Good question. As a writer, I tend to favor erroring on the side of caution and not giving a blow-by-blow description of the fight. In general, a lot of that work is probably left to the fight choreographer. Speaking as a reader who has suffered through more than a few over-written fight scenes, I can say that it does impact the read. First, I’d say follow the tips I gave yesterday. You can probably get away with describing a few extra actions so long as those actions are broken up in a way that they still flow.
Having said that, take a look at this example from Revenge of the Sith:
And now look at how the first few scenes in that clip are described in the script: (http://www.imsdb.com/scripts/Star-Wars-Revenge-of-the-Sith.html)
ANAKIN: If you're not with me, you're my enemy.
OBI-WAN: Only a Sith Lord deals in absolutes. I will do what I must. (ignites his lightsaber)
ANAKIN: You will try.
ANAKIN ignites his lightsaber. ANAKIN lashes out at OBI-WAN, and they begin a ferocious sword fight. ANAKIN throws CONTAINERS at OBI-WAN using the Force.
They work their way off the landing platform and into the main entry hallway. ANAKIN kicks OBI-WAN, and OBI-WAN drops to a lower level.
ARTOO BEEPS his concern and rushes to the unconscious PADME's aid.
197 INT. MUSTAFAR-PASSAGES TO MAIN CONTROL CENTER-DAY
ANAKIN and OBI-WAN move their fight toward the main control center. As the laser swords fly, bits of the hallway are cut up. OBI-WAN and ANAKIN jump and use every trick in the Jedi book.
200 INT. MUSTAFAR-MAIN CONTROL CENTER-DAY
View screens EXPLODE around ANAKIN and OBI-WAN as they work their way into the Control Room. The fighting is intense.
OBI-WAN is on the defensive as he jumps up on the table view screen in the center of the room.
It’s worth noting that if you compare the script to the film as produced, there are more than a few differences. Still, notice how sparse Lucas’ descriptions are? Especially compared to all the parries, thrusts, and flips seen on-screen?

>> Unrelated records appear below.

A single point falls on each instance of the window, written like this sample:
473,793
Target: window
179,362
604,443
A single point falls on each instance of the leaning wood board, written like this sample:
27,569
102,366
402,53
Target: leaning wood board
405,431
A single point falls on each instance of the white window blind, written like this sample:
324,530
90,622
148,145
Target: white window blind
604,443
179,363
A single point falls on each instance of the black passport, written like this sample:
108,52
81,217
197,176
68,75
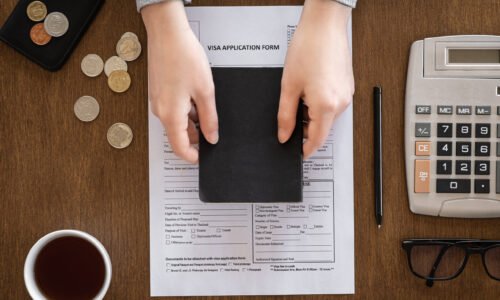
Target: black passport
249,164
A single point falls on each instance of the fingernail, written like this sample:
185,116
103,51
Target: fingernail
213,137
281,135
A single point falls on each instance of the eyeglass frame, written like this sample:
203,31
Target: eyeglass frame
465,244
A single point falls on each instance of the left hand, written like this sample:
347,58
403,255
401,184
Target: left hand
318,69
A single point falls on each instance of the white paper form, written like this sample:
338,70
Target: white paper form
251,249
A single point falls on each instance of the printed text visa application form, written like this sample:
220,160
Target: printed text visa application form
251,249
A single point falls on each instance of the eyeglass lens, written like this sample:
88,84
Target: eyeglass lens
441,261
492,261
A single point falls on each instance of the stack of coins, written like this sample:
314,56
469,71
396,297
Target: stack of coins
128,49
86,108
55,24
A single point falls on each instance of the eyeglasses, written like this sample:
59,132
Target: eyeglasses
445,259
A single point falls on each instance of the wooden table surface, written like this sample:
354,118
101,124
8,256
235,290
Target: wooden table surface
57,172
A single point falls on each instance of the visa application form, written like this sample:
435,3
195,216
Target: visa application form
198,248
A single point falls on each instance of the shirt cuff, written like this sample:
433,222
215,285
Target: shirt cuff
142,3
350,3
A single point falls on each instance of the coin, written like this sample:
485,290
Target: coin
56,24
39,36
92,65
120,135
130,34
86,108
128,48
36,11
114,63
119,81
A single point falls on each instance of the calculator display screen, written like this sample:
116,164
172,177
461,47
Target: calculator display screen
474,56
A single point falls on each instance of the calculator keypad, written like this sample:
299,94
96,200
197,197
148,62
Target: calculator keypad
461,151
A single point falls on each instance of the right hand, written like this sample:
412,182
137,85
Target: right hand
181,87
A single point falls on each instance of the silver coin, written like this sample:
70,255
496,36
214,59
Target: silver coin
130,34
120,135
128,48
86,108
56,24
92,65
115,63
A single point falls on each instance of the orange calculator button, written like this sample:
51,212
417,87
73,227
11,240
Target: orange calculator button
422,148
422,176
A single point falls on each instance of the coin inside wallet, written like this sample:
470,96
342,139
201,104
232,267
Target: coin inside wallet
51,55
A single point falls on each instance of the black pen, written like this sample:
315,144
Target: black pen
377,101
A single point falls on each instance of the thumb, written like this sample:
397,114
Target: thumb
207,113
287,113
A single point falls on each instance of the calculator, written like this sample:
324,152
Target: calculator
452,126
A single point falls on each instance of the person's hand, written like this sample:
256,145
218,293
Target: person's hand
318,69
181,87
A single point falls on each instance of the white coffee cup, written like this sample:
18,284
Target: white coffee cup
29,265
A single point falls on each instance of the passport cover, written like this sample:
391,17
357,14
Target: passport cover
16,31
249,164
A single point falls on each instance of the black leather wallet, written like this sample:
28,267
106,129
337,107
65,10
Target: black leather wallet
16,31
249,164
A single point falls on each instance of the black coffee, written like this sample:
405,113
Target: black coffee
69,268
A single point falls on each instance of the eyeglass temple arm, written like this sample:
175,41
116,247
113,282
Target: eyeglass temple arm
430,282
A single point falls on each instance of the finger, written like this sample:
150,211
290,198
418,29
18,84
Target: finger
317,132
176,125
305,113
287,112
193,133
193,114
207,113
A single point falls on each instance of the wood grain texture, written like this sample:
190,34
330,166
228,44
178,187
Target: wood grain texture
57,172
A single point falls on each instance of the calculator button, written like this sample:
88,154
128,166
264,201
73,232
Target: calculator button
482,130
452,186
422,129
482,167
423,109
444,148
497,183
464,110
483,110
422,148
464,130
463,149
482,186
482,149
445,129
445,109
422,174
463,167
443,167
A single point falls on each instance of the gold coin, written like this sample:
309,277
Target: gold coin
92,65
119,135
114,63
128,48
130,34
38,35
119,81
86,108
36,11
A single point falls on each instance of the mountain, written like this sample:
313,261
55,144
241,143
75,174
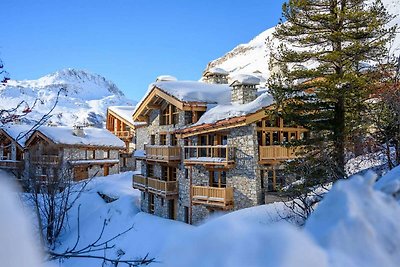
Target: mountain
83,97
253,57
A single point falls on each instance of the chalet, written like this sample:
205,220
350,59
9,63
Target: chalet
78,152
12,145
120,123
209,146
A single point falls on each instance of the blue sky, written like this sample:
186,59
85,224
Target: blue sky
130,42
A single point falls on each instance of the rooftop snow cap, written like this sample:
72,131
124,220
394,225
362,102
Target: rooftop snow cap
78,131
215,75
244,88
166,78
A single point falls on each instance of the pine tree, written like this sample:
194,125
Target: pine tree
327,49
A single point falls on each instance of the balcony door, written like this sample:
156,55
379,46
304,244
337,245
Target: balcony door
218,178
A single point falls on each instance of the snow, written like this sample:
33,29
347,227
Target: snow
93,136
19,132
165,78
217,71
125,112
85,97
222,112
254,56
17,245
355,225
192,91
244,79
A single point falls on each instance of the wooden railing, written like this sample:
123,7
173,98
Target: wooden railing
123,134
11,164
162,187
276,153
163,153
209,154
213,196
139,182
155,185
45,159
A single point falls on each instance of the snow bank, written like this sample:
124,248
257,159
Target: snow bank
92,137
17,246
357,225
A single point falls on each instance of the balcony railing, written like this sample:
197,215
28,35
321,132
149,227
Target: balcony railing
276,153
10,164
209,155
156,186
139,182
162,187
213,196
163,153
45,159
124,134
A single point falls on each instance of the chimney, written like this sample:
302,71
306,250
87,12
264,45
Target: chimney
244,88
78,131
215,75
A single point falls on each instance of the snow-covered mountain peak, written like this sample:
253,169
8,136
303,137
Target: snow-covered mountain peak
84,98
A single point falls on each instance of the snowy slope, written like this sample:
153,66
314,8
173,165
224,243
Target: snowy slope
85,97
254,56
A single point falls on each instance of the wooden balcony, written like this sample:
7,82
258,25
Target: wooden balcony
139,182
163,153
156,186
11,164
163,188
125,135
210,155
45,159
271,154
213,197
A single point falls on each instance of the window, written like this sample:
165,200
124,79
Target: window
218,178
150,170
163,139
169,115
168,173
151,203
173,140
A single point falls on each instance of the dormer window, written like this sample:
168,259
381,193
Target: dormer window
169,115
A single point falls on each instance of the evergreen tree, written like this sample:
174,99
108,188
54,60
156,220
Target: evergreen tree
327,49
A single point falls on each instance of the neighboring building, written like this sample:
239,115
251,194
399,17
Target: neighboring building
120,123
12,145
208,147
78,153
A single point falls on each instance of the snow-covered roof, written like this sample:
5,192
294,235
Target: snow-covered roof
18,132
227,111
244,79
192,91
93,137
216,70
125,112
165,78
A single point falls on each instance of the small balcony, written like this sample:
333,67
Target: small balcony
124,135
271,154
213,197
163,153
156,186
210,155
45,159
11,164
139,182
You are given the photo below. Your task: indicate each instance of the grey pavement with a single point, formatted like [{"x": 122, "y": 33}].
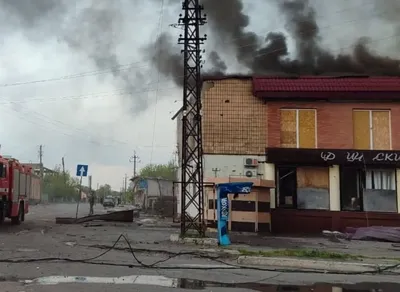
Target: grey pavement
[{"x": 40, "y": 237}]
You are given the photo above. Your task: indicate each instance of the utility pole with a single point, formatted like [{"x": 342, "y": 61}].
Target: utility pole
[
  {"x": 41, "y": 170},
  {"x": 192, "y": 194},
  {"x": 134, "y": 159}
]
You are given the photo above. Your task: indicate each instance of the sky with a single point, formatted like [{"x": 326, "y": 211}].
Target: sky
[{"x": 76, "y": 78}]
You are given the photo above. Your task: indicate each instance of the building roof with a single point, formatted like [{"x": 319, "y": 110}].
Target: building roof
[{"x": 322, "y": 87}]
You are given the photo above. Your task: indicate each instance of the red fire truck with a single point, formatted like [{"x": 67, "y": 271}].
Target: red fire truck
[{"x": 15, "y": 188}]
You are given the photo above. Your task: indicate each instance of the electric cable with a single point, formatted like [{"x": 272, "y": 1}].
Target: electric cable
[
  {"x": 140, "y": 264},
  {"x": 131, "y": 65}
]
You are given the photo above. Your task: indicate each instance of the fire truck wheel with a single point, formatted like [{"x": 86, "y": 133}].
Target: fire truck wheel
[{"x": 18, "y": 219}]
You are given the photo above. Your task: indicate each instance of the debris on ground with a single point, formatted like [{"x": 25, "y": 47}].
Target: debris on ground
[
  {"x": 118, "y": 216},
  {"x": 372, "y": 233}
]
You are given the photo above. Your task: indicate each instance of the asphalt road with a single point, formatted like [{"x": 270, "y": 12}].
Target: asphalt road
[{"x": 118, "y": 270}]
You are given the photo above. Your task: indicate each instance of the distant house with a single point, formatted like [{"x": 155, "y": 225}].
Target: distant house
[
  {"x": 36, "y": 168},
  {"x": 154, "y": 194}
]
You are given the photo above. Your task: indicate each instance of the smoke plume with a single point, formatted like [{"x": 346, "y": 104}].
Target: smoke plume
[
  {"x": 270, "y": 55},
  {"x": 93, "y": 31}
]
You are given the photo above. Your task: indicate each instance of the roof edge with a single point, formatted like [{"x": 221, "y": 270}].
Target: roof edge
[{"x": 217, "y": 77}]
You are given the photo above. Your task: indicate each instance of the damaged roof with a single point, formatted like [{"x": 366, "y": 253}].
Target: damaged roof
[{"x": 322, "y": 87}]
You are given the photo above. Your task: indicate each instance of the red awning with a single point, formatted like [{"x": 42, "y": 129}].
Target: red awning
[{"x": 315, "y": 87}]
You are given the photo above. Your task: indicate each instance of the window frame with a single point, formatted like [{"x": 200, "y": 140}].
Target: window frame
[
  {"x": 371, "y": 130},
  {"x": 361, "y": 184},
  {"x": 297, "y": 110}
]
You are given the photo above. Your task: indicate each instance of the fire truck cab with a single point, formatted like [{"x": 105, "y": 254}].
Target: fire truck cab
[{"x": 15, "y": 185}]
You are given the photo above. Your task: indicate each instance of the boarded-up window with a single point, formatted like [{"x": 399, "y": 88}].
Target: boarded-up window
[
  {"x": 371, "y": 130},
  {"x": 313, "y": 188},
  {"x": 298, "y": 128}
]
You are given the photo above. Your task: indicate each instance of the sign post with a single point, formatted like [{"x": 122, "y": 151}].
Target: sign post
[
  {"x": 81, "y": 171},
  {"x": 223, "y": 190}
]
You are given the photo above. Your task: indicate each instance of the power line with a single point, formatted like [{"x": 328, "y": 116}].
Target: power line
[
  {"x": 132, "y": 65},
  {"x": 57, "y": 131}
]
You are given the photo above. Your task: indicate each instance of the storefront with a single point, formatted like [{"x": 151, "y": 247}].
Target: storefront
[{"x": 343, "y": 188}]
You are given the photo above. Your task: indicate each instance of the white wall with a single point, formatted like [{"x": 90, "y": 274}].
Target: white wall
[{"x": 230, "y": 165}]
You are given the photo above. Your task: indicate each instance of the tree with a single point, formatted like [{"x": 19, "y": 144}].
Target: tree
[
  {"x": 167, "y": 171},
  {"x": 60, "y": 186}
]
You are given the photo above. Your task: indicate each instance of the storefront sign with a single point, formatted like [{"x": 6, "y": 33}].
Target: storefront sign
[{"x": 330, "y": 157}]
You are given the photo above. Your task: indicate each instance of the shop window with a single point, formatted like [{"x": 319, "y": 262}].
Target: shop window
[
  {"x": 350, "y": 189},
  {"x": 286, "y": 187},
  {"x": 372, "y": 190},
  {"x": 379, "y": 193},
  {"x": 371, "y": 130},
  {"x": 313, "y": 188},
  {"x": 298, "y": 128}
]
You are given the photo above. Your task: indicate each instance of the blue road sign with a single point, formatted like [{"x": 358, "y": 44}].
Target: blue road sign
[{"x": 82, "y": 169}]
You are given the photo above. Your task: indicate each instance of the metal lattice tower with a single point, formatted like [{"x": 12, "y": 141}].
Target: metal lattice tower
[{"x": 192, "y": 194}]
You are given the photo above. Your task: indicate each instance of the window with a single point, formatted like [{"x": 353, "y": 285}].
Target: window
[
  {"x": 372, "y": 190},
  {"x": 298, "y": 128},
  {"x": 380, "y": 180},
  {"x": 371, "y": 130},
  {"x": 286, "y": 187},
  {"x": 303, "y": 187}
]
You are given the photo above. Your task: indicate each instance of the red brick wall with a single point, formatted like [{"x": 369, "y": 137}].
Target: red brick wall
[{"x": 334, "y": 122}]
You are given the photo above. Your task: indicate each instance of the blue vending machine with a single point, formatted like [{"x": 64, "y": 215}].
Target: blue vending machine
[{"x": 223, "y": 190}]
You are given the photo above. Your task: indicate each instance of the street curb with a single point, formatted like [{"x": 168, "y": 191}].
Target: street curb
[
  {"x": 193, "y": 240},
  {"x": 331, "y": 266}
]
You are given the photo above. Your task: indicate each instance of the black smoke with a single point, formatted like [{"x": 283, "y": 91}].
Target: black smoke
[{"x": 270, "y": 54}]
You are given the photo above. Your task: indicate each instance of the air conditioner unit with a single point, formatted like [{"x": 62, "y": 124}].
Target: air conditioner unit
[
  {"x": 250, "y": 162},
  {"x": 250, "y": 173}
]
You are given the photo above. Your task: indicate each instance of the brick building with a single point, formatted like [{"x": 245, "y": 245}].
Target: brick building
[{"x": 323, "y": 151}]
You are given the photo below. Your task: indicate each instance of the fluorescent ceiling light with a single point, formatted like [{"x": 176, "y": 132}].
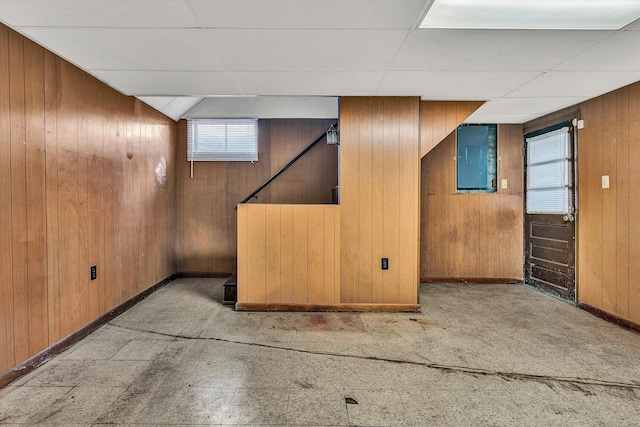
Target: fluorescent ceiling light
[{"x": 532, "y": 14}]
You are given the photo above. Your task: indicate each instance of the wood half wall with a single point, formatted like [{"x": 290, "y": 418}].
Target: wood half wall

With so many great scripts online at the Internet Movie Script Database, it’s worth checking out famous fight scenes and seeing how under-choreographed they are. Just take a look at Rocky (http://www.imsdb.com/scripts/Rocky.html) and see how the final fight gives a sense of how many blows are thrown, without specifically choreographing each hit.
Bottom line, I wouldn’t go overboard in the description. If there’s a particular punch or gun shot that’s important, then certainly call it out in the script. If your script is starting to read like a ringside play-by-play, then you might want to rethink things.
Having said that, everybody has their own way of doing these things. Just make sure it’s easy to read. You can get away with a lot so long as it’s easy to read. In my experience “easy to read” usually translates to less description.